Yer there is alot of good fish keeping places. The best thing about the British aquatics I find is they have the Aquatics Live, Everything there is sooo cheap and really cool.

I have had my eye on getting a sorta marble colored Plakat, I havn't seen any in British stores.

I am in year 11 and started I think around year 7 maby 6.


----------



## ollief9 (Mar 16, 2011)

horsyqueen said:


> The best thing about the British aquatics I find is they have the Aquatics Live


What's that?


----------



## horsyqueen (Nov 13, 2012)

Oh, it's a sorta like convention in London Olympia stadium. That last one was this year around November.


----------



## ollief9 (Mar 16, 2011)

Sounds awesome! Wish I lived in London now..


----------



## horsyqueen (Nov 13, 2012)

I went two years ago, I don't live in London so its hard to go in a way. I got a 15L glass aquarium kit, aquascaping tools, plants, loads of food and information leaflets.


----------



## Catfish Billy (Jun 27, 2012)

I find that eBay is the best place for buying fish supplies. A lot of other online sites have big postage costs.


----------



## horsyqueen (Nov 13, 2012)

Ebay sort of scares me as i hear loads of horror stories about other things that can be bought on Ebay.


----------



## ollief9 (Mar 16, 2011)

Just looking through the pictures of last year's convention on Facebook, looks pretty cool. Seems like there's lots of tanks to look at. I don't think I'll go though, it's too long a journey!


----------



## ollief9 (Mar 16, 2011)

horsyqueen said:


> Ebay sort of scares me as i hear loads of horror stories about other things that can be bought on Ebay.

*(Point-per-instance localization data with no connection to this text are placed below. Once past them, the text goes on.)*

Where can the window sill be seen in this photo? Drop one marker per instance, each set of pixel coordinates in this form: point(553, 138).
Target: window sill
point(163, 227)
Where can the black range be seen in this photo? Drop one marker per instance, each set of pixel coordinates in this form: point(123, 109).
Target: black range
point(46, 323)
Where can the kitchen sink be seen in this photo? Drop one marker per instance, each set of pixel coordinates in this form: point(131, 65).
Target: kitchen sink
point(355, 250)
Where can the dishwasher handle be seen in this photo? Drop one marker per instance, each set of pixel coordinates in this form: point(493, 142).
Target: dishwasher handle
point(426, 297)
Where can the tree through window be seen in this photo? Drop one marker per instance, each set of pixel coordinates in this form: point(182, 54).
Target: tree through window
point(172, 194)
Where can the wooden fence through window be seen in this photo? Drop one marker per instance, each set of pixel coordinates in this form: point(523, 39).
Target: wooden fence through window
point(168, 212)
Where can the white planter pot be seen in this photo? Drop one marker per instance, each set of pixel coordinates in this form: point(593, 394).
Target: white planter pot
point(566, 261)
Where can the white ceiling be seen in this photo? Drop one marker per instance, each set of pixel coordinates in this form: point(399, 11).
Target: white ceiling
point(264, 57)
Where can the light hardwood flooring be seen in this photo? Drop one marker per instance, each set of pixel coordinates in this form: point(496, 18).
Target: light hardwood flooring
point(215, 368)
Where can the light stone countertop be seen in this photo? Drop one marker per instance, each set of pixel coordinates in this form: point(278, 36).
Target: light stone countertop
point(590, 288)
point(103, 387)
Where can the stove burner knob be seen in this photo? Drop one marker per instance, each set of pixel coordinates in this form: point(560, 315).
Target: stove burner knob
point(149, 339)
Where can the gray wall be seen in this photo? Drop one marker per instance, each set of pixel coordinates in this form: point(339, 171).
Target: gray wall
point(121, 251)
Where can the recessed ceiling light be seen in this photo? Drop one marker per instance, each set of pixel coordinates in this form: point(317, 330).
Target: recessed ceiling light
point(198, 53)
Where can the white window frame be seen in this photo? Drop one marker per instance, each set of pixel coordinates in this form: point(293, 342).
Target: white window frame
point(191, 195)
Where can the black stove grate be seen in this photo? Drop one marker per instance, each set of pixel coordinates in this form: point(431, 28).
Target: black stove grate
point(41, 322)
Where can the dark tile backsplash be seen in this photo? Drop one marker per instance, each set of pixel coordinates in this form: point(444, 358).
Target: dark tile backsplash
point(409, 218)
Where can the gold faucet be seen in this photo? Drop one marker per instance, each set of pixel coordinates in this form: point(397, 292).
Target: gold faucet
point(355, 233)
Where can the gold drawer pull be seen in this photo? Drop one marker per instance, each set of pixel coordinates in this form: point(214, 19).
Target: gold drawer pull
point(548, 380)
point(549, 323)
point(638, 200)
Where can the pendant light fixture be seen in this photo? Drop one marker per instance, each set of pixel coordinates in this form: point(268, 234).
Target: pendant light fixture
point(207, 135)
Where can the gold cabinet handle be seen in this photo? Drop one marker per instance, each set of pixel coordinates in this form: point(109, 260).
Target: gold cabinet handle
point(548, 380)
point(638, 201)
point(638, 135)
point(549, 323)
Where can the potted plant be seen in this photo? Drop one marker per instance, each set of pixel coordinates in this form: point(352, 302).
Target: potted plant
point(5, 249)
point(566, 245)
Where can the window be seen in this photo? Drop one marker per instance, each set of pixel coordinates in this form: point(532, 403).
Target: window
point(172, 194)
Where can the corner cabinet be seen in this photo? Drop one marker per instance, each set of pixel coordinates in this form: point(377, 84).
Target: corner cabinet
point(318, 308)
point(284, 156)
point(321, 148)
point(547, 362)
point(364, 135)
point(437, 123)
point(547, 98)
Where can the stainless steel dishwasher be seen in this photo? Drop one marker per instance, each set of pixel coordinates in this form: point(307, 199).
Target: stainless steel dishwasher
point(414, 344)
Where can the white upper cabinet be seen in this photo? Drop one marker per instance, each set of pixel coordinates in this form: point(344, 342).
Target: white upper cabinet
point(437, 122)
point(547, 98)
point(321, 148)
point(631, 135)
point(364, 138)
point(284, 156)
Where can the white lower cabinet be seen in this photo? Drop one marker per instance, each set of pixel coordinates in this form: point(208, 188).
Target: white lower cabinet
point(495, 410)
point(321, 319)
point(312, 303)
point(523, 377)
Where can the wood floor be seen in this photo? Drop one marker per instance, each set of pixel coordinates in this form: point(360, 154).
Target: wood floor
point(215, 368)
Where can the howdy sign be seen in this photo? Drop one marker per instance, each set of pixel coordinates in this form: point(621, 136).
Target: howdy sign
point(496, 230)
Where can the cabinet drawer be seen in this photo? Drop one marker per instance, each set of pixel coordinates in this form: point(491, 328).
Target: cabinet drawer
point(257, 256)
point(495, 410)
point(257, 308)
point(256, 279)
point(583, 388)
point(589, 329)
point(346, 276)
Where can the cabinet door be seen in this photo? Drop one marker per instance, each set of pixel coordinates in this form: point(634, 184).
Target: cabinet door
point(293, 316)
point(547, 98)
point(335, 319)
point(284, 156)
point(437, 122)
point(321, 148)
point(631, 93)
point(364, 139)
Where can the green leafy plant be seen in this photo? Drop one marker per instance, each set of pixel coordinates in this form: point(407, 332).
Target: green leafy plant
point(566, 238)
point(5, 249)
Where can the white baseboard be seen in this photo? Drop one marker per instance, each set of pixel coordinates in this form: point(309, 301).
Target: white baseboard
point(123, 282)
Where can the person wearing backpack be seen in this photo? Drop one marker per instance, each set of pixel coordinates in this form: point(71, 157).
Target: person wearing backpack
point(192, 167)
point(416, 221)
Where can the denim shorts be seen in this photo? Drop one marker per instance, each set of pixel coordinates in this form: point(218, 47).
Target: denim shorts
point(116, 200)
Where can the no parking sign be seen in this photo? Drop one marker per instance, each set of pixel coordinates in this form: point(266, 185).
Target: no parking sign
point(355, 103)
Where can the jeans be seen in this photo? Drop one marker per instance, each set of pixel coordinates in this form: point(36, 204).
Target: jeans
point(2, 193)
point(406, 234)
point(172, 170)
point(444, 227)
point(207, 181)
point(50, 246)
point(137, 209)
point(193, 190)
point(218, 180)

Yeah all that nasty stuff from Hong Kong... takes weeks to arrive and pitiful quality.. although there is a good website I found that sell very good value filters and aquarium supplies here.


----------



## horsyqueen (Nov 13, 2012)

I understand.
Has anyone seen the state of Pets at Homes betta fish? The ones near me are dreadful and always stuck in the corner.


----------



## ollief9 (Mar 16, 2011)

The Betta situation in my local Pets at Home is dreadful. They're put in rows of tanks so they can see eachother and make eachother flare, which is extremely cruel and stressful for them. They are all in poor condition with ragged fins and dull colours, and tend to just hang there.

I don't really like going into Pets at Home because it's kind of depressing. Loads of families taking the staffs' bogus advice and buying the wrong fish for the wrong tank. Plus there's loads of horrible 'starter kits' which are far too small for the fish they're advertised for and have cheap, nasty filters. Ugh.


----------



## horsyqueen (Nov 13, 2012)

Same here, thats why I got nephy.

Thanks for the site as well


----------



## ollief9 (Mar 16, 2011)

That's OK, there's another site I know but I can't remember its name at the moment


----------



## horsyqueen (Nov 13, 2012)

Thats ok, I found a cool light that i can use for one of my tanks as it needs a new light.


----------



## Catfish Billy (Jun 27, 2012)

Thanks for the site. I don't really go to Pets at Home and now I'm glad I don't. I remember feeling really bad when we had to give our baby guinea pigs away to them.


----------



## horsyqueen (Nov 13, 2012)

Yer I understand when I was little my parents gave my pet rabbits to the RSPCA.


----------



## ollief9 (Mar 16, 2011)

It's horrible to lose pets


----------



## horsyqueen (Nov 13, 2012)

So true, I got attached once to this ill bird I found in the garden till the RSPCA took him away


----------



## ollief9 (Mar 16, 2011)

Do you have any fish besides Bettas?


----------



## horsyqueen (Nov 13, 2012)

If your talking to me, yes I do.

I used to be a big fan of dwarf cichlids a few years ago I had dwarf cockatoo cichlids, other dwarf cichlids and butterfly chichlids. 
Right now I am left with my dads platy's and a white cloud minnow.


----------